Always there is someone who will tell you to get in line. In the American idiom "get in line" means to adopt the prevailing point of view. We also like to say: "get in step" and by contrast, when referring to someone who doesn't reflect the majority's conventional wisdom--"he's out of step with America."
I've always found this dross of Americana hard to square with the revolutionary independence of mind that is best signified by the phrase: "Don't Tread on Me."
As I grow older I sense that there's a terrible problem within the disability advocacy community.
In the field of Disability Studies we call this problem the "defective people industry" and what this means is that there are venerable organizations and points of view both public and private that depend on the status quo. This phenomenon can take many shapes:
Deaf people who disown partially hearing people or those who are not fluent in American Sign Language.
Blind people who believe that the "partially sighted" should call themselves "blind" and receive rehabilitative services that are designed solely for fully blind people.
People with disabilities who are so invested in "wave one" of disability identity that they can't support initiatives that are taking place within the more progressive areas of contemporary medicine. There are in fact doctors and researchers who truly believe that people with disabilities are not defective patients and who additionally believe that "incurable" disabled people deserve the utmost respect and the best possible and most dignified medical care. (There are physicians at work right now in the U.S. who have gone beyond "the medical model" of disability which consigns the incurable patient to a socially subordinate status.)
Non-profits that are secretly terrified that "their" disability will disappear.
Dominant and strictly hieratic languages within cultural theory about disability that depend on oppositional critiques of science and industry as a means of reaffirming the permanence of disabled identity. This is, in effect, "disability as political exception and separatism".
There are of course many more examples of the "get in line" materiality that can occur in the disability community in the U.S..
As a teacher and scholar of disability studies I know that the "medical model" of disability is still rampant. The PWD (person with disability) is characterized as a defective healthy person--hence, not a full human being. "Sorry," says the MMP (Medical Model Physician) "sorry but there's nothing we can do for you. Go back to your farm and don't call us, we'll call you.."
The PWD so defined then enters a Kafka-esque and ill-defined world of obscurity, discrimination, poverty, abjection, and terrible social services. "Ways, Means, Committee: that's your "medical model" of disability and let's not forget that the defective people industry (which includes everyone from Jerry Lewis to the folks at Medicare) counts on this model to generate smackeroos.
I just can't get in line.
I believe in the right to a fully affirmed and empowered "disability life" and without exception.
I believe that genetic research can descend into eugenics or it can become a means toward building better communities.
I think that people with inherited disabilities deserve top drawer medical care and that their participation in genetic research is one of the most exciting advancements in contemporary medicine. (Yes, I teach Mary Shelley's Frankenstein and in my classes students are introduced to the history of British and American eugenics which as you may know, inspired Adolph Hitler. The twin terrors of statistical profiling of human physical characteristics and industrial science can lead to everything from gender based abortions to Stalinist institutionalization.
Still, there's a progressive social model of genetic research that seeks to build communities.
There are 3,000 people in the United States who have Leber's Congenital Amaurosis--a congenital form of blindness that is still incurable. But the genetic map for the illness can conceivably be understood, leading, theoretically, to treatment. And what if doctors and researchers see these blind citizens as blind and visually impaired equals rather than as "patients" or "models"?
There are blind people across the U.S. who were told years ago: "Sorry, there’s nothing we can do for you. Go away."
When people disappear they often won’t find out about the latest assistive technology or seek medical care for pain.
Isn’t it conceivable that blind people still need good eye care? Isn’t it imaginable that those who can’t be cured (and who may not wish to be cured) can still be part of mapping the structure of a disease?
If you believe in a strictly cultural model of disability you will not like what I'm writing about.

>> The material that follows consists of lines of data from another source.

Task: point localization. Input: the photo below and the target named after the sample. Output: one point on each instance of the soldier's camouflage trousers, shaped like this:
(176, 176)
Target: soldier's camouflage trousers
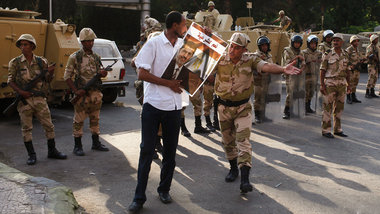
(235, 126)
(354, 80)
(310, 85)
(87, 106)
(38, 107)
(372, 76)
(196, 100)
(333, 103)
(260, 90)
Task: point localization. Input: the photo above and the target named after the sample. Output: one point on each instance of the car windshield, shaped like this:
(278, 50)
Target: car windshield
(105, 50)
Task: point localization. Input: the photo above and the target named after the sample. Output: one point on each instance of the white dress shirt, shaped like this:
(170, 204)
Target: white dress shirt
(155, 56)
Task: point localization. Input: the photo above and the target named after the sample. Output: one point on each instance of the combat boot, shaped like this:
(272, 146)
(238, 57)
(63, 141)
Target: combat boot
(355, 99)
(209, 124)
(97, 145)
(349, 99)
(373, 93)
(286, 115)
(367, 95)
(234, 171)
(32, 155)
(78, 149)
(184, 130)
(258, 117)
(245, 185)
(53, 152)
(198, 126)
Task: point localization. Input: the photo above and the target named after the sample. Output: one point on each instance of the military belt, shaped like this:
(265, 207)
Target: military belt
(230, 103)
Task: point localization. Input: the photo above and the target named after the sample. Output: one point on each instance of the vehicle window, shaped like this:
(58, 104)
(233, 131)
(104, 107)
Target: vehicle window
(105, 50)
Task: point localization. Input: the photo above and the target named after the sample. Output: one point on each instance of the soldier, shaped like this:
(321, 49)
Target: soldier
(261, 80)
(355, 59)
(313, 61)
(372, 54)
(83, 65)
(285, 21)
(335, 80)
(326, 43)
(233, 86)
(22, 70)
(290, 54)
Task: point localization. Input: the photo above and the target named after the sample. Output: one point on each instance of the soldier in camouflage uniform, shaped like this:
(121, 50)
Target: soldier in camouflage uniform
(326, 43)
(335, 80)
(83, 65)
(292, 53)
(356, 59)
(313, 61)
(234, 87)
(22, 70)
(261, 80)
(372, 54)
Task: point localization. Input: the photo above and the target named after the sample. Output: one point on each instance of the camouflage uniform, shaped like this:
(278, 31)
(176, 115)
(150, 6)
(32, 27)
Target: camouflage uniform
(312, 60)
(288, 56)
(234, 86)
(20, 72)
(90, 104)
(354, 57)
(336, 68)
(372, 66)
(261, 82)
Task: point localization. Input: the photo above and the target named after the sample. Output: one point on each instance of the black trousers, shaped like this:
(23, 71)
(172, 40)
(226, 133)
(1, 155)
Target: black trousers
(150, 119)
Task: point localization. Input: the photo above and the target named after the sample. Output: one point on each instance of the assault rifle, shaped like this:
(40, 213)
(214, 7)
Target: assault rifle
(94, 80)
(12, 108)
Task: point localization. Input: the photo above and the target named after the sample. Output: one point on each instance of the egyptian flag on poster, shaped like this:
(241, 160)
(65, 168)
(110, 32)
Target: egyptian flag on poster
(196, 59)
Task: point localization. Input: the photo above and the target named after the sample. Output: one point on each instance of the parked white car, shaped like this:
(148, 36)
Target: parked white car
(113, 85)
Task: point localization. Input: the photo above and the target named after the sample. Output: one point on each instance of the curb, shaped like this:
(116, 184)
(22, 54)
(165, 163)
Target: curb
(59, 198)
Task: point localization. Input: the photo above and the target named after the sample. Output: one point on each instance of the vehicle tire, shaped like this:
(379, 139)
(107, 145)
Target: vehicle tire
(109, 95)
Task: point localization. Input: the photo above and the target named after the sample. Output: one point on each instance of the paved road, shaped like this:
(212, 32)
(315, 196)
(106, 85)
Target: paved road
(295, 169)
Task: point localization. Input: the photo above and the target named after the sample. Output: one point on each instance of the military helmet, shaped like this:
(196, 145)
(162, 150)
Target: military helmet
(263, 40)
(353, 38)
(311, 38)
(239, 39)
(26, 37)
(373, 37)
(86, 34)
(296, 38)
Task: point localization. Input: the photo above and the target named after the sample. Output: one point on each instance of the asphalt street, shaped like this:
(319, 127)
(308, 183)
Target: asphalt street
(295, 169)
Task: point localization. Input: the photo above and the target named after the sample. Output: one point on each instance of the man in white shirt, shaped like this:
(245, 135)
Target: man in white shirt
(162, 104)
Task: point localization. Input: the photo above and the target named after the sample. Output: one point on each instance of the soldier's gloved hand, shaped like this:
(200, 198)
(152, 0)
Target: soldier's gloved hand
(80, 92)
(25, 94)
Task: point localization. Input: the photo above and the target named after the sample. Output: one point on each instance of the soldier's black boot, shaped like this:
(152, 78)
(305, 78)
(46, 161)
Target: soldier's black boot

That's okay. I believe in pluralism and fully recognize that given the long and painful history of disability there are many in the pwd universe who savor and defend separatism from anything that looks like medicine or science. I "get it."
I know blind people who believe that traveling with a guide dog is undignified. They are strictly "cane users." I "get it."
Me? I'm an Episcopalian. I believe in the mystical affirmation of the Eucharist. Maybe for you bread is just bread. I "get it."
Nevertheless I think that there's an emergent "post-medical model" area of medicine.
And I can't get in line with certain outworn dogmas.
Will "wave 2" of the disability rights arena get to know "wave 2" of medicine?
Personally, I hope so.
S.K.


Second only to general ed, disability is government's favorite monopoly.